Last evening I was reading in an unschoolers' blog post about girl cliquishness -- she said that when her girls were in a certain age range (unfortunately a pretty broad one,) in *all* the social outlets they had to deal with this and that just as often as not her own girls were the problem. She seemed to think that this is just the way it is, and this bothered me so much that I woke up this morning thinking about it. I don't like it so I don't want it to be true. I mean, there was a time when racism was the norm -- probably for most of human history in which people have had contact with groups different from them. Not so long ago in this country it was not only the norm, but it was culturally accepted. I have no doubt there were people who believed (and still believe) that it is just human nature, or has an evolutionary basis. In other words: It's just the way it is. But increasingly people are coming to understand that it is overwhelmingly a learned, social phenomenon.

If that's true about the girls (and I fear it is) it makes it very hard to accept. It seems like it would be easier if I did believe that it is something wired into them. But as it is I'm disgusted and dismayed at seeing my own daughters learn to be part of it, either as the ones doing the ostracizing or the ones being ostracized. And just to be clear, I'm not talking about thinking everyone should be friends with everyone else. Real friendship is a rare thing and can't and shouldn't be forced. And I'm not talking about accepting everyone, even if their behavior is offensive and hateful. But there's no question that the most moral and conscientious way of being around other people socially -- that is, people who are are not offensive and hateful, and regardless of how else they look or act -- is to be considerate and kind. Now, still that doesn't necessarily mean fully inclusive -- we're all naturally drawn to certain people, those we're familiar with, those we find common ground with. And some of us are shy and tend to be quiet in groups or new situations. But that's a very different thing from treating a prefectly decent person as if they're unpalatable, or invisible, or a social liability. Intelligent adults just don't do that, and if they do, *they* are the ones who are ostracized. But we have different standards for kids. "That's just the way it is."

My greatest fear is that my girls will learn to be the ones treating others callously. My second greatest fear has already come to pass -- that they will be the social outcasts. They are learning that they are second-class. That they are not as good. That they are unattractive. None of which is true -- it's all context. What makes me angry is their reaction to it -- to become desperate to be accepted by these others, to become grasping. It makes me furious to see them following someone around who is ignoring them. I want them to have more self-respect than that. They deserve better than that. I am so mad at them, for their own sake -- but is that fair? They are little girls. Is it even rational?

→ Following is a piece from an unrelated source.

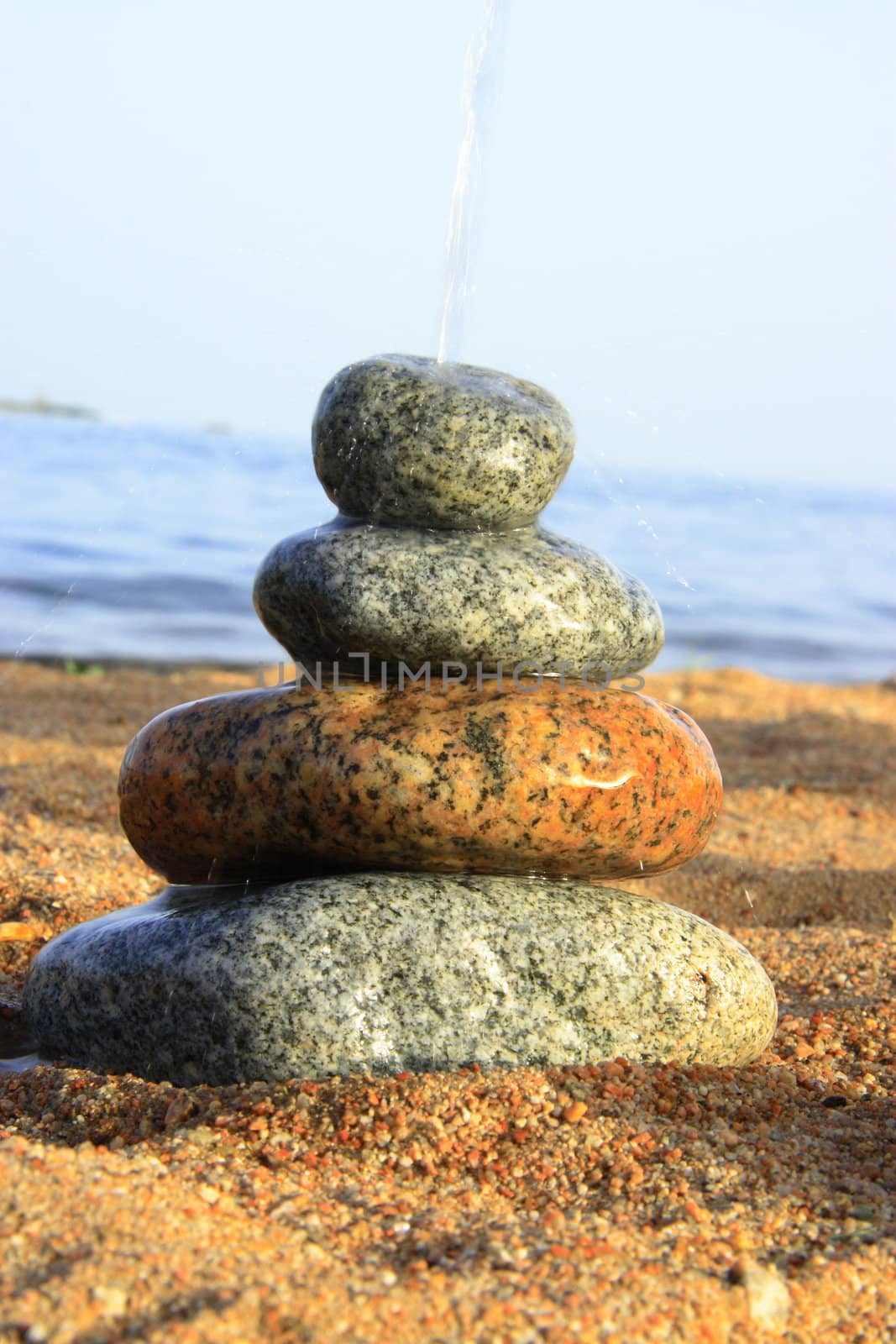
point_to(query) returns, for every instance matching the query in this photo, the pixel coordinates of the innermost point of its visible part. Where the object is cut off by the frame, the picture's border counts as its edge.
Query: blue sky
(685, 222)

And then I think, well, I went through the same thing, and I turned out... okay? Picture a little girl, sweet but incredibly not socially savvy. Picture her round pasty face with small features, her black-rimmed glasses, her square body that won't fit into the cute little girl fashions. There were long periods of time when I had no friends, and it was clear that my presence was undesired, that I was deemed an untouchable, at best invisible. Do you know what that feels like? Well, don't even try to guess if you haven't been there, because I assure you the reality is worse than what you can imagine. But here I am, many years later, and I do have friends, I am comfortable in our community socially, I am in love, I have people who love me. And still, lingers, a sense that I am unlikable and unworthy, and that all people are untrustworthy. My guard is up always, and I am stingy with my affection. I will not be the one chasing after others, never again.

And that is an uneasy, mean sort of existence. It protects me but doesn't give me comfort.

I want to take them away. I do not, because I fear that not even having a chance to find that friend who loves you is worse than learning that you're lesser or better than others. And I think that I'm wrong to do so, but it seems something is lost either way.